Liste noire – Entretien avec Jean-Marc Vallée (1995)

À l’occasion de la sortie en salles de son premier long métrage Liste noire, Jean-Marc Vallée accordait un passionnant entretien expliquant sa vision du cinéma. Un texte qui offre une vision éclairante sur l’un des plus importants cinéastes québécois en activité.

Un extrait du film Liste noire de Jean-Marc Vallée (Source : collection personnelle)

Un extrait du film Liste noire de Jean-Marc Vallée (Source : collection personnelle)

Comment avez-vous approché le travail de la caméra dans votre film?

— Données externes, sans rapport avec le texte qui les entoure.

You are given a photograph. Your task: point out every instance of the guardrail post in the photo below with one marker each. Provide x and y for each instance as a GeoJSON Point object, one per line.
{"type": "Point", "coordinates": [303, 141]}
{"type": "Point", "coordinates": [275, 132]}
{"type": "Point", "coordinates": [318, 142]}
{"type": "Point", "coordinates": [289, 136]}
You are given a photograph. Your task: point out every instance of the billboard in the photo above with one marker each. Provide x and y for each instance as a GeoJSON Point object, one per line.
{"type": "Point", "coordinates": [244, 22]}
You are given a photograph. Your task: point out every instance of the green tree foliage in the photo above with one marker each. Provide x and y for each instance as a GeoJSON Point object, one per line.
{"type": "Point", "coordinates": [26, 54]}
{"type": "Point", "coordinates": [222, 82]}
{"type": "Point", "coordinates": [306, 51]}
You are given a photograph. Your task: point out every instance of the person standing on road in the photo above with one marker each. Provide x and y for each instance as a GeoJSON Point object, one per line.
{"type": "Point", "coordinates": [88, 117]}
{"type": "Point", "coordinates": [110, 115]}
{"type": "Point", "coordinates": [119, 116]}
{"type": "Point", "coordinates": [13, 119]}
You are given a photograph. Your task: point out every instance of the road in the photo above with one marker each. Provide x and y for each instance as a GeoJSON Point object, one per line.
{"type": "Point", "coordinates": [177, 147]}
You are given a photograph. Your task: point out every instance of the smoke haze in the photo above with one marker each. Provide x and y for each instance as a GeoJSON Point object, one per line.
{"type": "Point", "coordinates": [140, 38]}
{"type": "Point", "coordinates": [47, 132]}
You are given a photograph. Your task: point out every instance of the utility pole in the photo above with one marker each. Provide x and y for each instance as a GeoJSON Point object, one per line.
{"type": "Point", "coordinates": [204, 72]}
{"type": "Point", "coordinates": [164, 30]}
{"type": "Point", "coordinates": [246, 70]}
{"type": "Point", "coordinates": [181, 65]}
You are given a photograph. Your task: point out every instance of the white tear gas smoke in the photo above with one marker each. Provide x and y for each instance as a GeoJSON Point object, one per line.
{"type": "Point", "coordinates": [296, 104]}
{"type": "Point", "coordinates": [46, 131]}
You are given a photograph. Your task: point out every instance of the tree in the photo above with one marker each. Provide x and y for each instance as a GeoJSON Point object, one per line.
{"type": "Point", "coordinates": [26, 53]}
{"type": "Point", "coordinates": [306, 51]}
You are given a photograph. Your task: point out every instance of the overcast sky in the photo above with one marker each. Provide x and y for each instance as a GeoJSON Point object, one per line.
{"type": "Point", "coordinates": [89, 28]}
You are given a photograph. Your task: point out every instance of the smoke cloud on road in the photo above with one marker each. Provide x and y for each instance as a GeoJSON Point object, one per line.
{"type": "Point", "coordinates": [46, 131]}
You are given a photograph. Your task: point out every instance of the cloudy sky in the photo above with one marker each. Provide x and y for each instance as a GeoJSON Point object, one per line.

Premièrement, il n’y a aucun plan à l’épaule dans le film. Je voulais que le l’image soit stable, nette et sobre, à l’image du milieu qu’elle dépeint. La caméra est assez discrète. Elle ne devait en aucun cas attirer l’attention par un mouvement quelconque. Elle devait être au service d’une mise en scène qui se voulait transparente être au service de l’histoire et des personnages.

J’ai donc opéré davantage de panoramiques que de «travellings». La mise en scène faisait déplacer les personnages le plus souvent possible. En utilisant des lentilles â longues focales, la caméra devait donc suivre les personnages dans leurs déplacements, ce qui permettait de dynamiser un peu l’image.

Toutefois, la caméra a su aussi initier elle-même des mouvements pour créer un suspense, un effet de surprise. Par exemple, un mouvement très lent qui commence en plan moyen sur un personnage qui termine en gros plan crée une forte tension dans la situation où le personnage filmé cherche ou s’inquiète de la présence d’un intrus caché. Nous, le public, on ne peut plus chercher avec ce personnage puisque le décor disparaît graduellement. Cela donne beaucoup d’impact au gros plan.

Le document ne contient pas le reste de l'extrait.